A cada hora nove crianças morrem em todo o mundo devido ao câncer. No Brasil, os dados não são diferentes: 55 pequenos cidadãos falecem por semana. No Estado do Rio de Janeiro, mais de quatro pequenos fluminenses são vítimas da doença a cada sete dias. É com base neste cenário que acontece nos dias 18, 19 e 20 de setembro, o 4º Fórum de Oncologia Pediátrica do Rio de Janeiro, uma realização do Instituto Desiderata com o patrocínio da Fundação do Câncer, FenaSaúde, Instituto Phi e Instituto Ronald McDonald e apoio de diversos parceiros, com o objetivo de construir propostas para a melhoria da rede pública de tratamento.

“O câncer é a maior causa de morte por doença entre crianças e adolescentes de 01 a 19 anos no Rio de Janeiro. Precisamos encontrar novos caminhos para o diagnóstico precoce e o início do tratamento mais rapidamente. Atualmente, 18% das crianças morrem antes de iniciarem qualquer procedimento.
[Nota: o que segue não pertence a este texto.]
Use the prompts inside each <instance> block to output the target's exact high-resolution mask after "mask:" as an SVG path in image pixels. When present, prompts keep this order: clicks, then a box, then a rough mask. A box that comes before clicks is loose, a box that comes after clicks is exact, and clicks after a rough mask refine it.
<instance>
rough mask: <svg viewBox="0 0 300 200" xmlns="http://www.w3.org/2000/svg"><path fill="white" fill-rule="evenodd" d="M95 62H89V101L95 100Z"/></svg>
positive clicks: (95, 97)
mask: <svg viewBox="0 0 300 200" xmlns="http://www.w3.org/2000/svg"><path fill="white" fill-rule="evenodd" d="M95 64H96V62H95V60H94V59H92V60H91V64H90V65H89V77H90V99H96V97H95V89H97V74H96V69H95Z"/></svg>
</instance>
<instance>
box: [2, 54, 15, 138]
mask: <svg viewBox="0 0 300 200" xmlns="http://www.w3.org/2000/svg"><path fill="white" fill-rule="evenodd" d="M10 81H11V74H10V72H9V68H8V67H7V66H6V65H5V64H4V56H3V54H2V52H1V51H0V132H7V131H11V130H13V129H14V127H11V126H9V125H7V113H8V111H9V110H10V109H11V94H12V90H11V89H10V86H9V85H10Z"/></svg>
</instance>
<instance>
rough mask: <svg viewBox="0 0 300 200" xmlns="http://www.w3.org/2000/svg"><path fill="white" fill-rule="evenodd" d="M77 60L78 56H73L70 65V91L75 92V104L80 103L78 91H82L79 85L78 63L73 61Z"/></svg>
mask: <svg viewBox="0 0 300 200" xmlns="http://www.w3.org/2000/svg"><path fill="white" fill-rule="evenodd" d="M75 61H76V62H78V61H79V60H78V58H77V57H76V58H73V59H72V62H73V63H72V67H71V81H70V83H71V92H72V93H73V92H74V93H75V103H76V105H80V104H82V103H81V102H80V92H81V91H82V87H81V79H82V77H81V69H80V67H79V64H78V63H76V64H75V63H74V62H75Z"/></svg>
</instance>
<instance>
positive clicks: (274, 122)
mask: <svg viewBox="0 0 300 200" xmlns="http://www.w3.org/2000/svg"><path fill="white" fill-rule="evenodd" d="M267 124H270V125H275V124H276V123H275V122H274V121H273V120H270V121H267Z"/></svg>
E outras 8% já chegam aos hospitais em estado muito avançado da doença”, explica a Diretora do Instituto Desiderata, Roberta Costa Marques.

Procurando respostas com especialistas

Propor ações para a qualificação da rede de tratamento é também um dos objetivos do Fórum. Em média, as crianças e os adolescentes fluminenses levam 15 dias da primeira consulta até a confirmação do diagnóstico. Outros 15 dias, em média, se vão entre o diagnóstico e o início do tratamento. As alternativas para superar estas lacunas serão parte da apresentação do médico americano Carlos Rodriguez-Galindo, diretor de um dos mais importantes programas de pesquisa do câncer infantojuvenil no mundo e ex-professor da Escola Médica de Harvard (EUA). Entre outros aspectos, ele mostrará que as condições geográficas têm total influência no aumento ou na diminuição das chances de cura de um pequeno paciente. Segundo ele, mais de 80% das crianças com câncer vivem em países com recursos limitados, onde as chances de cura variam entre 20% e 40%.

O Fórum de Oncologia Pediátrica do Rio de Janeiro colocará em pauta ainda os desafios do diagnóstico e do tratamento rápido. Segundo estimativa do INCA para 2016/2017 espera-se mais de mil casos novos de câncer em crianças e adolescentes no Rio de Janeiro. Destes, 440 apenas no município do Rio. Um pequeno cidadão com câncer perde, em média, até 13 anos de vida produtiva.

Em outra apresentação internacional, Eva Steliarova-Foucher, cientista sênior na Agência para Pesquisa sobre Câncer (IARC) da Organização Mundial de Saúde, mostrará que informações sobre o câncer transformadas em conhecimento podem alterar a face do tratamento de crianças e adolescentes em todo o mundo. Em sua apresentação, ela ressaltará o papel indispensável dos registros no monitoramento correto dos impactos do câncer infantojuvenil, na construção de soluções mais modernas e no desenho de políticas públicas de maior abrangência.

Através de diversas apresentações de especialistas nacionais, o FOP 2017 também celebrará os esforços desenvolvidos de forma corresponsável pela sociedade civil e o setor público para rever este cenário no Rio de Janeiro. Através do Unidos pela Cura, política que atua para garantir que crianças com suspeita de câncer cheguem precocemente aos centros de diagnóstico e de tratamento da rede pública, no período de 2009 a 2016, mais de 1000 crianças e adolescentes foram encaminhados rapidamente. Destes, 110 casos de câncer foram confirmados. A iniciativa também já capacitou quase 3 mil profissionais de saúde da família, entre médicos, enfermeiros e agentes comunitários, para a suspeita dos sinais e dos sintomas do câncer infantojuvenil.